Stephen P. Hunger, MD
Yesterday’s scientific session, “Turning Genetic Discoveries Into Therapy,” was well attended by hematologists interested in the development of new treatment strategies for benign and malignant blood disorders extending from obscure pediatric diseases to rare subtypes of leukemia to the royal disease of Europe.
Dr. David Teachey from the Children’s Hospital of Philadelphia discussed remarkable new findings in autoimmune lymphoproliferative syndrome (ALPS) showing that most patients have germline or somatic mutations in one of several genes in the Fas-mediated apoptosis pathway. These mutations lead to expansion of double-negative T cells (DNTs) with resulting lymphoproliferation and a propensity to develop secondary malignancies. New findings show phenotypic and genotypic overlap with autoimmune disorders such as Evans syndrome (multiple autoimmune cytopenias), expanding the spectrum of these disorders. Dr. Teachey noted that up to half of patients with Evan’s syndrome who have been tested have signs of ALPS. His group and others have shown that DNTs have defects in mammalian target of rapamycin (mTOR) signaling and that mTOR inhibitors can be extremely effective in ALPS. These developments may revolutionize the treatment of the ALPS family of disorders. Furthermore, the finding of somatic mutations is particularly intriguing and suggests that we need to think about how “benign” hematologic disorders overlap with lymphoid malignancies. Dr. Teachey stated, “It is exciting to be working on ALPS when collaborative international research has led to new insights into ALPS biology and remarkable progress with targeted therapies that are improving quality of life for these children.”
Dr. Ronald Stam of Erasmus Medical Center in Rotterdam, Netherlands, discussed the particularly virulent subtype of pediatric leukemias that contain translocations of the chromosome 11q23 gene MLL. These leukemias have a short latency and occur commonly in infants and in secondary leukemias that arise after topoisomerase II inhibitor therapy. The short latency and paucity of accompanying genetic lesions in MLL-rearranged leukemias have suggested that few cooperating genetic events may be required in this leukemia subtype. However, Dr. Stam and others have found that MLL-rearranged leukemias have unique gene expression patterns that are largely due to epigenetic alterations caused by abnormal histone modifications and/or alterations in methylation driven by MLL fusion proteins. Dr. Stam and others have shown that epigenetic therapies (demethylating agents and histone deactylase inhibitors or HDACi) can induce cell death and potentiate the effect of traditional cytotoxic chemotherapy. Dr. Stam remarked that “MLL-rearranged infant ALL is characterized by abnormal epigenetic changes and responds remarkably well to epigenetic drugs such as demethylating agents and HDACi.” Thus, rather than testing higher and higher doses of chemotherapy, a strategy that has been relatively ineffective for MLL-rearranged leukemias, the best approach might be to use less chemotherapy in combination epigenetic therapy.
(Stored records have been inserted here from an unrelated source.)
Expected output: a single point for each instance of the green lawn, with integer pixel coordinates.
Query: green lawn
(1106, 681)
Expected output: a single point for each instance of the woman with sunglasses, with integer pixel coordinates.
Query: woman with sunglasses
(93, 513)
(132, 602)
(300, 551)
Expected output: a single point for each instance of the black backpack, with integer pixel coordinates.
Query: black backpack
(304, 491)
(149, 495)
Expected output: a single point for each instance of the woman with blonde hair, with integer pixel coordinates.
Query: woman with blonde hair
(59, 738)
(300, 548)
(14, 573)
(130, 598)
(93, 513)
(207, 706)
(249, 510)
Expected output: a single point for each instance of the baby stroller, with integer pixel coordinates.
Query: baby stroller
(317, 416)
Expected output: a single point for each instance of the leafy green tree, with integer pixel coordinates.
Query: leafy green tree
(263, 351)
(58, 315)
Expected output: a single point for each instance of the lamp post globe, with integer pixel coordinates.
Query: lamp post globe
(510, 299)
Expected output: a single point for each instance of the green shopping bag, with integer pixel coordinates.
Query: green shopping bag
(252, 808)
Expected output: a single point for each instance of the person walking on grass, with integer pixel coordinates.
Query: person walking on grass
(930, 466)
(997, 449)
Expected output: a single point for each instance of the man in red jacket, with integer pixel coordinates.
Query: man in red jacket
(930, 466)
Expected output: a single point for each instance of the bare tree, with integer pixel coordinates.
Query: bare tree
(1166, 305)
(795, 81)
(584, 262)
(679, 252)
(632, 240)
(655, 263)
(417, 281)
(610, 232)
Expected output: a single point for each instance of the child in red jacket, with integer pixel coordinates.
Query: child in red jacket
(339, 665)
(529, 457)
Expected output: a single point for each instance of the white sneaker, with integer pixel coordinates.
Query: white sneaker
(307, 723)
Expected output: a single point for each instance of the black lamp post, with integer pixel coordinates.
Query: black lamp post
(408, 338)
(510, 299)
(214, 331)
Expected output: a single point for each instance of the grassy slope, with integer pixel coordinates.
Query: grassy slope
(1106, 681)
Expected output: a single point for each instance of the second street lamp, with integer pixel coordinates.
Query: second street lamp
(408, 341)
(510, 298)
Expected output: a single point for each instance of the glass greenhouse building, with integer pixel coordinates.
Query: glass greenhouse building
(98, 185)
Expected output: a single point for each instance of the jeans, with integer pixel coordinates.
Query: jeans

Dr. David Lillicrap from Queen’s University discussed hemophilia A (factor VIII deficiency) and B (factor IX deficiency). In the past year, genetic archeology has shown that the royal disease of Europe was hemophilia B caused by a novel point mutation. Perhaps the most famous hemophiliac was Alexei Nikolaevich, the young son of the last Russian czar. Dr. Lillicrap noted that Alexei “was likely in severe pain most of the time, despite the best efforts of Rasputin.” The hemophilias are now considered prototypic models of genetic disease and new therapies. Cloning of the factor VIII and IX genes led to the development of recombinant clotting factor concentrates that have revolutionized treatment for hemophilia. Bioengineering is now focused on development of new second- and later-generation concentrates with longer half-life and, perhaps, reduced immunogenicity that could improve the lives of patients. In parallel, hemophilia has served as a paradigm disease for gene therapy because an increase in level of factor VIII (or IX) from < 1 percent to 5 percent would substantially ameliorate clinical manifestations of the disease. Progress in this area has occurred more slowly than hoped, but new developments suggest the potential therapeutic utility of a variety of different gene therapy approaches.
Dr. Hunger indicated no relevant conflicts of interest.